Kean students will review some messages already shared by open participants and get a chance to add theirs next week.
Setting Up Our Alchemy Labs
As digital alchemists, your place of creation may not be a dark laboratory, but you will definitely use different online tools. Our task this week is to start with three that we will use throughout the course.
You will then get to follow our Choose Your Own Adventure Game version of questions to help you get set up (below). If you are experienced this will be a breeze, and if you are new we will guide you with some suggestions to help you get started and to be mindful of your own privacy (We will encourage everyone to not use your real name or location on any new accounts- there is no requirement to share any identifying information, and we can offer options if it’s not viable for you).
- The Connective Fiber: Twitter We use twitter as a way to connect via a common hashtag, to share resources, to ask/answer questions, to submit responses to some creative challenges we will start doing next week. But twitter has heinous characters, abuse towards women and people of color, and has become a space of ugly acts. We will do all we can to avoid that end of the pool. Yet it represents some part of human behavior that exists outside of twitter. Can we address this with some Good Alchemy?
- An Open Alchemy Notebook: Blog As mentioned above, each participant will publish and reflect on their work in their own web site. You will then enter information in a web form to make sure your blog can send updates to this site, so your posts are syndicated in.
Our goal this week is to get you started with these tools, the blog being the most important. If you are new to blogging, we will suggest that you avoid getting too caught up in how your site looks, and think of it more as a notebook, and over the next few weeks we will help you improve it’s appearance. It’s the writing and reflecting there that matter the most.
Now you can enter our Choose Your Own Netnarr Tools Adventure to get these three tools set up this week. We will walk you through some questions where you can decide whether to use an existing account, create a new one, or skip for now.
Checklist for Week 1
Explore the Networked Narratives site, make sure I know how to get here. See what’s under the “Don’t Click Here” menu. See some blog posts written by open participants before the course began.
If you prefer email notices when the weekly blog posts are published, sign up for our announcement email newsletter.
Respond to the “What is Storytelling?” questions, perhaps taking notes for use in a blog post (hint).
Watch examples and make my own version of a Keychain story. Give thought to how I would tell it in a video form.
Watch some of the “What is Digital Alchemy?” videos, perhaps taking notes for use in a blog post (hint).
Complete the Alchemy Lab Pathway, create twitter account, hypothes.is account, create a simple blog, and add it to this web site.

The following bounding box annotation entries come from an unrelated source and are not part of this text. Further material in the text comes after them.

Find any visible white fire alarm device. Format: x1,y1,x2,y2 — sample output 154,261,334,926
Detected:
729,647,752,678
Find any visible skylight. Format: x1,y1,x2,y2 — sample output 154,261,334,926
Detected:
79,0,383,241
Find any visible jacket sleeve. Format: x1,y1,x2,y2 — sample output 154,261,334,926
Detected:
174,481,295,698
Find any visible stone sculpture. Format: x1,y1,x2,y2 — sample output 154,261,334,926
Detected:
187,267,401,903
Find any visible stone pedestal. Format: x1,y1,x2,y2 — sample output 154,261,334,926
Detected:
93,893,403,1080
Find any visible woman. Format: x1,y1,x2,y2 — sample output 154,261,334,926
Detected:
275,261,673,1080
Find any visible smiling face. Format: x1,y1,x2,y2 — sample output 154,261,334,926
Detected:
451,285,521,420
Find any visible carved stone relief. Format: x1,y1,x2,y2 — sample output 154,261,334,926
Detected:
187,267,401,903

Write a blog post summarizing all you did this week. What questions, ideas do you have about digital alchemy? How do you feel about this? Stressed or cucumber cool? What do you need to feel like a confident digital alchemist?
Featured image: “Tunnel” pixabay photo by MK1_FIESTA shared under a CC0 license
What have you done with Alan?
I found only one typo – that anyone could make: “Hypothes.is This in exciting tool that let’s groups of people annotate web pages and papers with notes…” *lets*
The doggy syntax gives me hope that he is alive.
My hope is rising – the Enter the Pathway button doesn’t work. 😉
Yes, this is Alan, typoes or not. Working on that button! Come back tomorrow.